House debates
Wednesday, 3 February 2016
Adjournment
Road Safety
7:54 pm
Luke Simpkins (Cowan, Liberal Party) Share this | Link to this | Hansard source
As federal members of parliament, we are used to receiving people or talking to people in our offices or out in the streets about federal issues. There is no doubt about that. But, of course, sometimes federal issues are not people's main concern. It is those things that happen right in front of their house, in front of their eyes or somewhere in the community which will often be the issue that they want to bring to us. As I always say, if it is important enough for someone to bring it to me, it is important enough for me to try and do something about it.
In the suburbs of Australia one of the great scourges and irritations for people, for the constituents of all our suburban electorates, is the issue of hooning—the reckless driving and the noisy, somewhat destructive activity that some people with performance cars get up to. At night, constituents, our families, worry about whether that loud noise—the spinning of wheels; the squealing of tyres—is going to result in a car coming through the front wall or into a bedroom of our houses. There have been plenty of examples of that. In the electorate of Cowan there have certainly been examples of that.

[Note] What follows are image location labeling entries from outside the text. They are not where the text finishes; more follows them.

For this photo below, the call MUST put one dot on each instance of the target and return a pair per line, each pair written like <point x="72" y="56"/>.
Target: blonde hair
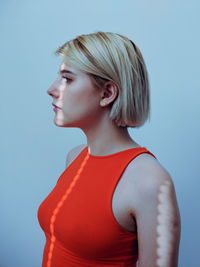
<point x="108" y="56"/>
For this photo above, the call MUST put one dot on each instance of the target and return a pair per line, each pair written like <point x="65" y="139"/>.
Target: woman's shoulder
<point x="73" y="153"/>
<point x="148" y="173"/>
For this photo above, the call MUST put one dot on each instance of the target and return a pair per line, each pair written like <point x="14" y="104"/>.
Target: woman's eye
<point x="66" y="78"/>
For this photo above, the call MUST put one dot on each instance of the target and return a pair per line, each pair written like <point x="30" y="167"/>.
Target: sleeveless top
<point x="77" y="216"/>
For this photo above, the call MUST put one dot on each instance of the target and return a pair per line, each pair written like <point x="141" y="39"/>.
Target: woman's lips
<point x="55" y="106"/>
<point x="56" y="109"/>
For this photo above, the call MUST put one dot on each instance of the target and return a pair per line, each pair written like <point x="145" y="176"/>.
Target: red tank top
<point x="77" y="216"/>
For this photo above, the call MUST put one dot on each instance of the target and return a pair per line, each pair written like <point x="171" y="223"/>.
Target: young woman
<point x="114" y="204"/>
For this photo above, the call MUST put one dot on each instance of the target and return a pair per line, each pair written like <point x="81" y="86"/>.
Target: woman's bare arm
<point x="158" y="219"/>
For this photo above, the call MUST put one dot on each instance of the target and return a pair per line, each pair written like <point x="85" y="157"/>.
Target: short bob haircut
<point x="108" y="56"/>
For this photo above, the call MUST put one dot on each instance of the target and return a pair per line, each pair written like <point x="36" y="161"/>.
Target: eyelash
<point x="67" y="79"/>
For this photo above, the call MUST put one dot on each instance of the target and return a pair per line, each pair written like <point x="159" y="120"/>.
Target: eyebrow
<point x="67" y="71"/>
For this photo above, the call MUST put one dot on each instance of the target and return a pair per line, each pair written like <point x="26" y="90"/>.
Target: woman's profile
<point x="114" y="204"/>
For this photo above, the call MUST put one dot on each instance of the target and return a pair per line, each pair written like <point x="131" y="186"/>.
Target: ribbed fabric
<point x="77" y="216"/>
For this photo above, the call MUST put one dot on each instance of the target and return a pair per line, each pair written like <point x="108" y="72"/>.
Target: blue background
<point x="34" y="149"/>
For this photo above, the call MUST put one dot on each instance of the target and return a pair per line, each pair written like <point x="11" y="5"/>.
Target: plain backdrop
<point x="34" y="149"/>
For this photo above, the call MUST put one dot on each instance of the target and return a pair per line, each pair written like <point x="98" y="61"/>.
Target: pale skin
<point x="144" y="200"/>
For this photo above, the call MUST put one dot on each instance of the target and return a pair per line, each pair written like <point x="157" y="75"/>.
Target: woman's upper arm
<point x="158" y="219"/>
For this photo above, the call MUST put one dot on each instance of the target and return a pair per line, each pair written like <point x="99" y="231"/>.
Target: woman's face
<point x="78" y="100"/>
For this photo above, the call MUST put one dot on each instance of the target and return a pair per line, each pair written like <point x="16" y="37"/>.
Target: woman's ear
<point x="109" y="93"/>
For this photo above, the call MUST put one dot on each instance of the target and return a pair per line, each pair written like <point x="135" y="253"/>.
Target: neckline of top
<point x="114" y="154"/>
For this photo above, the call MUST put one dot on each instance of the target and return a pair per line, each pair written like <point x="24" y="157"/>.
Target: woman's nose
<point x="52" y="91"/>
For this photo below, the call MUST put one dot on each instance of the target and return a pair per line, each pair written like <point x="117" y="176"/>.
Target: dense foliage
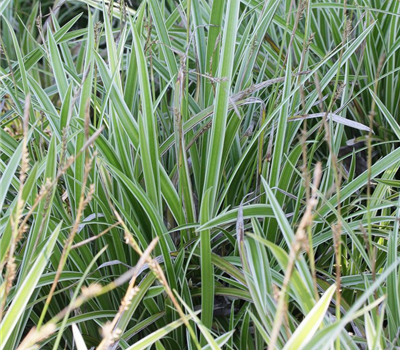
<point x="198" y="174"/>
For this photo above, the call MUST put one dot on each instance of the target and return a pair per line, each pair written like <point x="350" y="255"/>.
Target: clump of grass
<point x="156" y="174"/>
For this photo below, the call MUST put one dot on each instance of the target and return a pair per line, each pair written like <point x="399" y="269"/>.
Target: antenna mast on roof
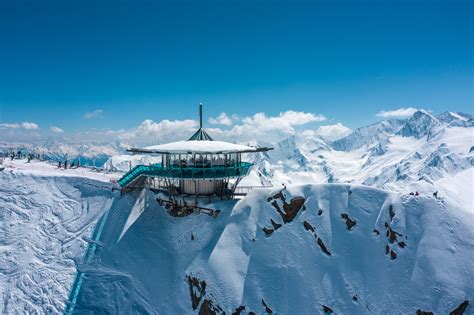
<point x="200" y="115"/>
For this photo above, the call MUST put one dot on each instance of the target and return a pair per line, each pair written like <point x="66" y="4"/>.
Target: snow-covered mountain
<point x="310" y="249"/>
<point x="423" y="153"/>
<point x="306" y="249"/>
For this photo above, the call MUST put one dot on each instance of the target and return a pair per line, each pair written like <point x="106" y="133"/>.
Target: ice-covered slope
<point x="403" y="156"/>
<point x="44" y="224"/>
<point x="310" y="248"/>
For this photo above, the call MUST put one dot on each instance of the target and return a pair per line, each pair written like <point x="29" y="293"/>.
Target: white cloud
<point x="241" y="129"/>
<point x="56" y="129"/>
<point x="25" y="125"/>
<point x="333" y="132"/>
<point x="283" y="123"/>
<point x="29" y="125"/>
<point x="94" y="114"/>
<point x="222" y="119"/>
<point x="9" y="126"/>
<point x="397" y="113"/>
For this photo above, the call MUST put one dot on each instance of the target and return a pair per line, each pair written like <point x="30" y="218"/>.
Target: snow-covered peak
<point x="419" y="125"/>
<point x="448" y="117"/>
<point x="371" y="134"/>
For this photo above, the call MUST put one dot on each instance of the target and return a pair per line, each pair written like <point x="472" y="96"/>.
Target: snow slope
<point x="423" y="153"/>
<point x="403" y="254"/>
<point x="44" y="223"/>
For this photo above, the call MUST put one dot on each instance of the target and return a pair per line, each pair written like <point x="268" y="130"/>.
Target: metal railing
<point x="213" y="172"/>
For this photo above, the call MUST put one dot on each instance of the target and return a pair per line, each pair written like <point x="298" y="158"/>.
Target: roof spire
<point x="200" y="115"/>
<point x="201" y="134"/>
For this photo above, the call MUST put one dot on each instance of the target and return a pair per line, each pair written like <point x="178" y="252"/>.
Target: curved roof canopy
<point x="202" y="146"/>
<point x="200" y="142"/>
<point x="200" y="135"/>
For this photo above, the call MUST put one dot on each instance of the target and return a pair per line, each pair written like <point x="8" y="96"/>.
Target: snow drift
<point x="304" y="250"/>
<point x="44" y="225"/>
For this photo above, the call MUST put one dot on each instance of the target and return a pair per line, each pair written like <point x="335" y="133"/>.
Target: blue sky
<point x="128" y="61"/>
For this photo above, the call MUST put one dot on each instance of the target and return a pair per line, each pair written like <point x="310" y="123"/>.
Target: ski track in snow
<point x="43" y="222"/>
<point x="146" y="271"/>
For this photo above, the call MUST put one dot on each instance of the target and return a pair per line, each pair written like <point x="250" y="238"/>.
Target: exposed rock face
<point x="267" y="309"/>
<point x="323" y="247"/>
<point x="208" y="308"/>
<point x="238" y="310"/>
<point x="392" y="236"/>
<point x="349" y="222"/>
<point x="197" y="289"/>
<point x="327" y="310"/>
<point x="308" y="226"/>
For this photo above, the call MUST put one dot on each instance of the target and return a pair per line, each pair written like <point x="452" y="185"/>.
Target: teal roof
<point x="200" y="135"/>
<point x="211" y="172"/>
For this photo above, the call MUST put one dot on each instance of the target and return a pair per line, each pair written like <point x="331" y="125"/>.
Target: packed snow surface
<point x="402" y="254"/>
<point x="45" y="222"/>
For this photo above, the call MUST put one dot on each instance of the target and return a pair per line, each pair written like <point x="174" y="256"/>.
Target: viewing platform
<point x="186" y="172"/>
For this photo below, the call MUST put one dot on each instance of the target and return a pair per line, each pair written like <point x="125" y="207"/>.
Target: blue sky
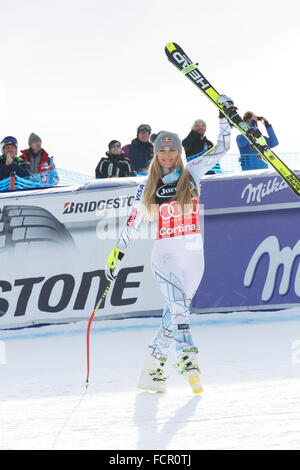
<point x="80" y="73"/>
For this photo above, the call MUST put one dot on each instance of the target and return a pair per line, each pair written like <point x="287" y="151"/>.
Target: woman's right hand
<point x="113" y="264"/>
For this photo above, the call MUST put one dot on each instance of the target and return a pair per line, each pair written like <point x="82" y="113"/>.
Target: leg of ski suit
<point x="178" y="274"/>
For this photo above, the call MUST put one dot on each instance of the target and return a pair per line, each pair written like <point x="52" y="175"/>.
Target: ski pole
<point x="88" y="333"/>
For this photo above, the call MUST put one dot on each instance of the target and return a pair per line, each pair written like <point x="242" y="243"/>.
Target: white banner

The question is what to do about it. For a long while I thought that we could do things like put speed humps on roads, and that would help with speeding issues and also with hooning. But, while that strengthens the resistance to hooning activities in those streets, the reality is that there are still other streets nearby, and we cannot afford to engineer out this hooning. We cannot afford to try to counter human nature and attitudes of hooning with only these sorts of engineering efforts.
It has been a problem for a long time, and I think it is a problem, as I said, throughout the country. Recently the police minister in Western Australia, the Hon. Liza Harvey, was talking at a forum that my wife, a councillor in the City of Wanneroo, had organised. The minister was talking about how Western Australia has covert hooning cameras and how effective they were becoming. They have been trialling them since June last year. I think this is an excellent way in which we can help protect the streets of our suburbs, and suburbs within Cowan as well. Often people in their houses are worried about going outside and trying to identify that number plate on the car or the driver. It is so important that there is this technology that now exists that can record details about those cars at night and during the day and help the police to identify who is responsible or which vehicle is doing these sorts of dangerous and reckless activities that risk lives and irritate so many people in the suburbs.
I raised this issue with the police. As I say to my constituents, and as the police say as well, if there are hooning incidents happening, the best thing to do is to report it to the police, and through that weight of numbers the police can identify where the priorities are for police attendance or police positioning of their vehicles and personnel or even these cameras. These things are linked together: the more reports the police have, the more chance there is of getting these cameras or the police in a position to try and catch the hoons.
But there is a limitation. According to the police, the hoons know that, if they say they cannot recall who was driving the car, they can get away with just a $500 fine—no loss of demerit points and no seizure of the vehicle. This is a major limitation. What is required is a change of law in Western Australia, and probably also in other states, so that the owner of the car has a strict liability for the actions of that car. They either have to give up the name of the person who was driving the vehicle and that person accepts all the responsibility, or they wear that responsibility themselves. That is what is required in Western Australia, and I hope that the Western Australian government will pursue that very soon.
Tony Smith (Speaker) Share this | Link to this | Hansard source
It being 8 pm, the debate is interrupted.